Everyone had those dreams they wish would have come true, and those dreams that seem so funny now.

Here are some of mine:

First, all I ever wanted to be was a singer. Perhaps like Taylor Swift. I wanted to be the best singer out there. To come back to family functions and class reunions and be famous. Honestly, I wasn't even that good. That tid bit did not stop me from begging my parents to relocate to Nashville year after year, give me voice lessons, and make ridiculous demos. When I was younger being a singer was the only thing to be. Singing was all I had.

Though the thing with dreams is that as you get older so do they. Eventually being a singer was a little outlandish, and well, I was past my prime. Now I want to be a journalist. I want to spread news to the public and I want to be trusted to give the truth. I'm starting to find that even this dream is harder to obtain than I thought.

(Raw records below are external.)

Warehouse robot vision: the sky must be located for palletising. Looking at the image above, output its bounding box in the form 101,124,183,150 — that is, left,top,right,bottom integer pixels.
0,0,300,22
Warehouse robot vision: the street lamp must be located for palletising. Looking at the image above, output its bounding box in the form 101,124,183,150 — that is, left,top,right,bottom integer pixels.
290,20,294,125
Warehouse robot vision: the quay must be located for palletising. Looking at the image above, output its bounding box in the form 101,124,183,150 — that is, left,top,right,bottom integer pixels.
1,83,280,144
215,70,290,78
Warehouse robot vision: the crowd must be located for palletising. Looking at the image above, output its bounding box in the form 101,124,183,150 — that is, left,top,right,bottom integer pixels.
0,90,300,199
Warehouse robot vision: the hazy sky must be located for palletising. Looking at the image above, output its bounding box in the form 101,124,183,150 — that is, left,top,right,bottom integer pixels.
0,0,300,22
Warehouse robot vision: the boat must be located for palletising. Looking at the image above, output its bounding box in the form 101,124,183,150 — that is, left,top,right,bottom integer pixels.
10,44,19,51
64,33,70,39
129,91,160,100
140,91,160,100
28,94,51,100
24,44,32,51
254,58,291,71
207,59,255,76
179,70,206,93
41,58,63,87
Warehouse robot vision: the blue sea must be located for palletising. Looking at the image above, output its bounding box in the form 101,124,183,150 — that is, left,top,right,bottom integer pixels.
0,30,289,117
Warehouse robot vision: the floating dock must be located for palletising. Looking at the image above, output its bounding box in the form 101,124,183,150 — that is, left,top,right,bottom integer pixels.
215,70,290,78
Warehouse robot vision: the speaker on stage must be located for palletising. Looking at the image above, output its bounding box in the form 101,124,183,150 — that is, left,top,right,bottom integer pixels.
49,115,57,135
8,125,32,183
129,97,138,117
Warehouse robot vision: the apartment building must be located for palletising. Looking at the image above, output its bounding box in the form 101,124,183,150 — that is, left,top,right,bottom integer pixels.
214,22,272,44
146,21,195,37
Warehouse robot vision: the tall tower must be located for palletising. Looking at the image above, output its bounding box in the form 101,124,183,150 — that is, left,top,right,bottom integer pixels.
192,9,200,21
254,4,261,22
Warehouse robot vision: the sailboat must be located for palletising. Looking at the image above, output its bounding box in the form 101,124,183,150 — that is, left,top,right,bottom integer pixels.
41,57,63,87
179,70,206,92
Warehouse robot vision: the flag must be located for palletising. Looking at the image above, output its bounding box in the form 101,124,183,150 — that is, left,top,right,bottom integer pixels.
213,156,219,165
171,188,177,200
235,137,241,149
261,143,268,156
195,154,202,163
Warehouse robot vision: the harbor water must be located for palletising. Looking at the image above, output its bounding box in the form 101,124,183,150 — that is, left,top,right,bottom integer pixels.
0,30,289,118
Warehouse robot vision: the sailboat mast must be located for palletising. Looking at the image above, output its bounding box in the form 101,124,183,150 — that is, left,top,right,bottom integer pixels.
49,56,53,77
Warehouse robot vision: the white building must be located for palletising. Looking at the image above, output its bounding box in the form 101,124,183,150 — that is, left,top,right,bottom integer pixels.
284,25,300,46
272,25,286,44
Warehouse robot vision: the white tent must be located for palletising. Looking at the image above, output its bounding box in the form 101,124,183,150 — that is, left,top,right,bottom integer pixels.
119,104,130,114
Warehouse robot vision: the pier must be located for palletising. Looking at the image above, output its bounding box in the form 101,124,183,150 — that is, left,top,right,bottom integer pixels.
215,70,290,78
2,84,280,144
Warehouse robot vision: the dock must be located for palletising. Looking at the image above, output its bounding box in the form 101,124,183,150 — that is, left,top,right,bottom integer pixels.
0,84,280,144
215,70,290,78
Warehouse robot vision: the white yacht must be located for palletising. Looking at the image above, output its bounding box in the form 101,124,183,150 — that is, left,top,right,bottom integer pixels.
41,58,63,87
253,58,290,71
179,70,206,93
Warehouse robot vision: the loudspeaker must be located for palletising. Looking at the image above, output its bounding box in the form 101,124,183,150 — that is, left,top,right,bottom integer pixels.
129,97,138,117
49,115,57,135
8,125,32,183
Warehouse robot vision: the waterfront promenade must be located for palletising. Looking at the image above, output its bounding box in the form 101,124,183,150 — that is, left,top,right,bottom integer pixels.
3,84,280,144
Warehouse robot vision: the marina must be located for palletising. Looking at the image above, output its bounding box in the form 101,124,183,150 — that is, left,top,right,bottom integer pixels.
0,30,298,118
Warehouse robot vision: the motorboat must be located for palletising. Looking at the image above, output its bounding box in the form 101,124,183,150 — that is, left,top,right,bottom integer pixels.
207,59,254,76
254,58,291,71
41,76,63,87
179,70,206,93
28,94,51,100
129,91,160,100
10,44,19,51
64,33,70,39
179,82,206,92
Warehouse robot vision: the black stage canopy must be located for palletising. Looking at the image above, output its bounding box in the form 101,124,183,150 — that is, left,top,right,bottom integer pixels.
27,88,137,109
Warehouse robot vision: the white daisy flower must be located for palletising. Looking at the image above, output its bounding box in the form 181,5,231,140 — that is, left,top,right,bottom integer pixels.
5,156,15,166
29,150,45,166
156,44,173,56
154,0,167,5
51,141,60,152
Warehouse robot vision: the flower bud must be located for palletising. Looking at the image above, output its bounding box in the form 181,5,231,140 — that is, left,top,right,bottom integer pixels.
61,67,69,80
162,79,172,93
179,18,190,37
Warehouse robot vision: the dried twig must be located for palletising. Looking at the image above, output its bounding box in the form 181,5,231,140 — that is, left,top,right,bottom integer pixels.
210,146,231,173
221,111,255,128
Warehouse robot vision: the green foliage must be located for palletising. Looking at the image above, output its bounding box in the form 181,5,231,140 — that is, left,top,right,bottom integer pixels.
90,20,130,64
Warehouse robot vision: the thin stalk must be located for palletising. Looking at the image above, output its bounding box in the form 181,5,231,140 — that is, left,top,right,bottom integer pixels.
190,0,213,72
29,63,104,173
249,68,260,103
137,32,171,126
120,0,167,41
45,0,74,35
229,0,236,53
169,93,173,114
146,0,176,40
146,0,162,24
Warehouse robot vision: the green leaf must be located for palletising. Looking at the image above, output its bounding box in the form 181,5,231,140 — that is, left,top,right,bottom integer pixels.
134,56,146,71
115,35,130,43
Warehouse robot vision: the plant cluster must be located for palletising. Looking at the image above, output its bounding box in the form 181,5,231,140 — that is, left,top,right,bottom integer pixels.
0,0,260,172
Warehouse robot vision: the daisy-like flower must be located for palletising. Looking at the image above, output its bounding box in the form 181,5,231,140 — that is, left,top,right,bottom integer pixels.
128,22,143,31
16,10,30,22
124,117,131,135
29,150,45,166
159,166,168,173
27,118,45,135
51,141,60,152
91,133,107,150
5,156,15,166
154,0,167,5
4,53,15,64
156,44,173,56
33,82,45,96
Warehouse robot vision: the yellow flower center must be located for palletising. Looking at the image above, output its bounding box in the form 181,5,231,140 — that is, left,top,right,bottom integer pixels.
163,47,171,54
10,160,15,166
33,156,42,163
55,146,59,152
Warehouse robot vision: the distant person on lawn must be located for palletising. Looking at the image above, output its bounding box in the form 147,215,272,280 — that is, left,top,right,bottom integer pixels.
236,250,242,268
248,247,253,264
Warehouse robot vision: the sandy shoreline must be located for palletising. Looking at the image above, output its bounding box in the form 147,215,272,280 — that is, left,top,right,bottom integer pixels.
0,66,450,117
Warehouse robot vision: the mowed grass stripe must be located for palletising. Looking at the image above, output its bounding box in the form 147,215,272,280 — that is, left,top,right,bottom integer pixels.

Second is a dream I still wouldn't change. When I was in high school I had a bit of a tiff with my cheer coach and a lot of the girls on the team. It was one big cat fight. I hated it, and myself for that matter. You don't really understand the bottom of the barrel until you are there. And boy was I. This is a story too long for one blog. But I will get to it eventually. Though in this time, as I sat in the hall way hyperventilating, one of the school councilors told me "I see so many kids that would have such better lives if they didn't go through these halls." These words have always stuck with me and is something I hope to one day do something about. For a while it was a goal to me a motivational speaker, go to schools and tell those kids that high school isn't it. One day things will be better.

It is something to think on, but that is a dream I know will never change.

The most outlandish of my dreams... and the longest standing dream. My two story closet. This one right here, no one is going to change my mind on. It will be marvolous. Every inch covered in color coordinated clothes. Shoes will line the walls. A grand staircase right up the middle highlighting my favorite things. See, to me this closet is it. It is the "Congratulations Shelby, you have made it," symbol. clothes have always been the thing I could take pride in. They don't hurt you, they only leave when you get rid of them. I know it sounds crazy, but clothing is a constant, and it feels so good to slip on that new unworn shirt or dress. this is where it's at, and one day it will be all mine.



Lastly, I wanted someone great to share my life with. YES! I know, it is crazy to think I (never going to get married or settle down) wanted someone. But at one point I did. Even knew who the guy was. He is wonderful, the best. We talk for hours, love books and some said we would have nerdy kids with glasses. Another shocker, with him I could kind of think of kids... though they are still creepy.

But that is the thing with dreams, as you get older so do they. I know now he was not meant to be my person. I will always share my life with him, but not on the level I once thought. Since then I have gone through phases. I spent a long time knowing I was not meant for someone else. Not in a pity way, but I really didn't want it. Recently I have been trying to get away from that. Other people are scary though. you don't know what they are going to do, and frankly it's really hard.